In the native language of the Zambian people there was no word for a corner. The word "corner" just didn't exist!  They thought in terms of natural curves and flows. They lived in round huts and had no corners in anything!

They had to adapt their language after western society introduced straight lines and boxes, cubes and corners into their world. So their language adopted the English word "corner" into it.

It must be strange living in a world with no corners. Where shapes are formed naturally and are smoothed by time to be best suited for their purpose.

It must be stranger still to not have the philosophical concept of hiding in your own corner or defending your corner. What would it be like if you could not be backed into a corner with the associated connotations of foul play? Supposing you could not corner someone or you could not hide in a corner!

I think there would be definite advantages to a world without corners!




Planning vs spontenaity

When writing a novel how much should you plan out before you start to write in clear prose? On the other hand, how much should you be open to spontaneity taking over and creating something magical as you go along.
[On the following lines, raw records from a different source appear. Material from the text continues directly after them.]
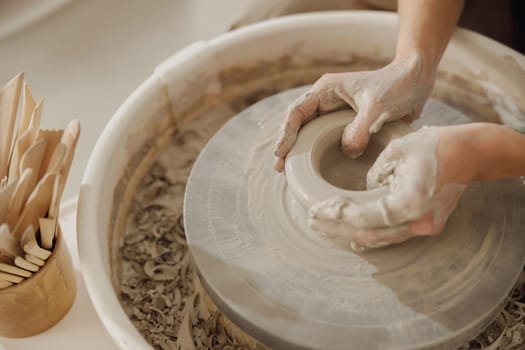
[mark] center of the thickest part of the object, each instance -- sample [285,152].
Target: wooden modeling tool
[9,96]
[37,205]
[47,232]
[9,246]
[52,138]
[70,139]
[22,191]
[5,284]
[8,268]
[25,140]
[5,198]
[32,158]
[26,265]
[34,260]
[30,244]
I found an early plan for the novel I am working on at present yesterday. As I read it I was amazed at how much it had changed since I wrote that early synopsis. The characters were mostly the same. Some people who I had imagined would be playing a leading role now only made fleeting appearances or had disappeared all together. There were also new characters who had never been thought of at that initial stage.


The plan was still basically the same - but it was there as an overall shape or sense of direction and the detail had emerged in the writing. And the details had sometimes driven the overall trajectory to change in often subtle ways and the overall shape had often directed and inspired how the details would emerge.


Creativity is a wonderful and somewhat mysterious process. When it works well is absolutely amazing. When it doesn't you can find yourself staring at a blank computer screen for long periods of time wondering which key to hit next. At times liken that I write on my blog just to keep my fingers warm. Hmmm - you can see what I am doing now!